Proyek pengembangan hardware ini disebut-sebut melibatkan mantan desainer ternama Apple, Jony Ive. Meski nama Jony Ive tidak tertuang secara resmi dalam gugatan, keterlibatannya menjadi sorotan utama dalam perselisihan ini.

Menanggapi tuduhan tersebut, Presiden OpenAI Greg Brockman memberikan bantahan tegas saat diwawancarai oleh Joanna Stern. Ia menyatakan bahwa perusahaannya sama sekali tidak memiliki ketertarikan untuk mengambil rahasia dagang milik pihak lain.

"Saya akan mengatakan bahwa kami tidak tertarik dengan rahasia dagang perusahaan lain," ujar Greg Brockman.

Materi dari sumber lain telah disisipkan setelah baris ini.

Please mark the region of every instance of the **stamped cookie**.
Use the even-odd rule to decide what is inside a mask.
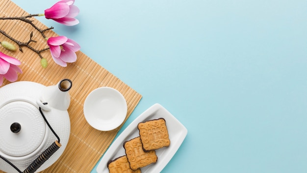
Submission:
[[[107,165],[110,173],[141,173],[140,169],[132,170],[130,168],[126,155],[109,161]]]
[[[158,159],[154,150],[144,151],[139,137],[125,142],[124,148],[130,168],[133,170],[155,163]]]
[[[145,150],[150,151],[170,145],[171,141],[164,118],[140,122],[137,128]]]

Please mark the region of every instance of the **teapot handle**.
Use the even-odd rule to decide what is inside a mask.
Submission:
[[[61,147],[61,144],[55,141],[29,166],[23,173],[34,173]]]
[[[41,100],[36,100],[36,104],[38,105],[39,107],[42,108],[42,109],[45,111],[51,111],[51,108],[48,104],[44,104]]]

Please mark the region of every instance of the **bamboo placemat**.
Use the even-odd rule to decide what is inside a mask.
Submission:
[[[1,0],[0,2],[0,15],[2,17],[27,14],[10,0]],[[48,28],[36,19],[33,23],[40,29]],[[48,46],[46,41],[40,34],[25,22],[0,20],[0,29],[23,42],[27,42],[30,32],[33,31],[32,38],[37,42],[31,43],[31,45],[38,50]],[[51,30],[45,32],[45,35],[48,37],[58,35]],[[4,40],[10,41],[0,34],[0,41]],[[83,114],[83,105],[86,96],[91,91],[101,86],[107,86],[117,89],[124,96],[127,103],[128,110],[126,121],[142,96],[80,51],[77,53],[77,61],[69,64],[66,67],[62,67],[54,63],[49,51],[44,52],[42,55],[48,60],[49,65],[46,69],[43,69],[37,54],[26,47],[23,47],[23,53],[19,50],[12,52],[0,47],[0,51],[22,62],[20,67],[23,73],[19,74],[18,81],[32,81],[47,86],[56,85],[64,78],[70,79],[73,82],[73,87],[69,91],[71,101],[68,112],[71,131],[68,144],[60,158],[42,173],[90,172],[112,143],[123,124],[108,132],[100,131],[91,127]],[[2,86],[9,83],[4,80]]]

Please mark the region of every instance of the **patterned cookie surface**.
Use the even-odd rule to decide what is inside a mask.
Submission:
[[[130,168],[133,170],[155,163],[158,159],[154,150],[144,151],[139,137],[125,142],[124,147]]]
[[[125,155],[116,158],[107,163],[110,173],[141,173],[141,170],[132,170],[130,168],[127,157]]]
[[[170,145],[171,141],[164,118],[140,122],[137,127],[144,150],[149,151]]]

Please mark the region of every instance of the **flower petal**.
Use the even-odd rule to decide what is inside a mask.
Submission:
[[[0,86],[3,83],[3,75],[0,75]]]
[[[60,46],[67,41],[67,37],[65,36],[50,37],[47,40],[47,44],[52,46]]]
[[[53,20],[60,24],[68,26],[73,26],[79,23],[79,21],[75,18],[70,17],[63,17],[60,19],[53,19]]]
[[[55,63],[56,63],[57,64],[60,65],[62,67],[66,67],[67,66],[67,63],[61,59],[60,58],[54,57],[53,56],[52,56],[52,55],[51,57],[53,59],[54,62],[55,62]]]
[[[78,14],[79,14],[79,12],[80,12],[79,8],[78,8],[76,5],[70,5],[69,6],[69,12],[68,13],[68,14],[67,14],[66,17],[72,18],[75,17],[78,15]]]
[[[80,49],[81,49],[80,45],[79,45],[78,43],[69,38],[67,40],[67,41],[65,43],[63,44],[63,46],[64,46],[75,52],[79,51]]]
[[[61,59],[66,62],[76,62],[77,57],[75,52],[69,49],[65,49],[65,47],[64,49],[65,51],[62,52],[60,57]]]
[[[0,58],[0,74],[4,74],[10,68],[10,63]]]
[[[61,47],[60,46],[51,46],[50,53],[51,55],[54,58],[59,58],[61,55]]]
[[[69,2],[69,1],[72,1],[73,2]],[[59,1],[58,2],[65,2],[65,3],[67,3],[68,2],[68,2],[68,3],[72,3],[73,4],[75,2],[75,0],[62,0]]]
[[[4,74],[3,76],[9,82],[15,82],[18,78],[17,73],[12,68],[10,68],[7,73]]]
[[[57,2],[45,10],[45,17],[47,19],[62,18],[69,13],[69,5],[65,2]]]
[[[6,55],[1,52],[0,52],[0,58],[2,58],[7,62],[14,65],[19,65],[21,64],[21,62],[19,61],[19,60],[15,58]]]

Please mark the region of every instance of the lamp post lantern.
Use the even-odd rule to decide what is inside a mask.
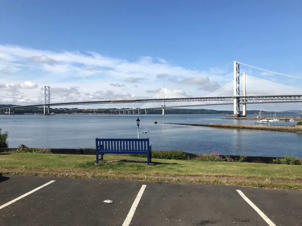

Brockman menambahkan bahwa seluruh operasional dan inovasi yang dihasilkan OpenAI murni lahir dari gagasan internal perusahaan. Ia menegaskan bahwa timnya bekerja secara mandiri tanpa bergantung pada kekayaan intelektual milik pihak luar.

"Kami sangat inovatif. Kami memikirkan berbagai hal dari sudut pandang kami sendiri. Dan itulah cara kami beroperasi dan itulah yang kami lakukan," kata Greg Brockman.

Terkait desas-desus mengenai peluncuran hardware perdana berupa speaker pintar portabel, pihak OpenAI masih enggan memberikan detail tanggal rilis. Namun, mereka memastikan bahwa perencanaan produk jangka panjang tetap berjalan sesuai jadwal yang telah ditentukan.

"Ini masih dalam proses litigasi aktif, jadi bukan sesuatu yang ingin saya bicarakan, tetapi yang bisa saya katakan adalah kami berkomitmen pada peta jangka panjang dan kami fokus pada pengembangan dan teknologi kami sendiri. Itulah yang kami minati," ungkap Greg Brockman.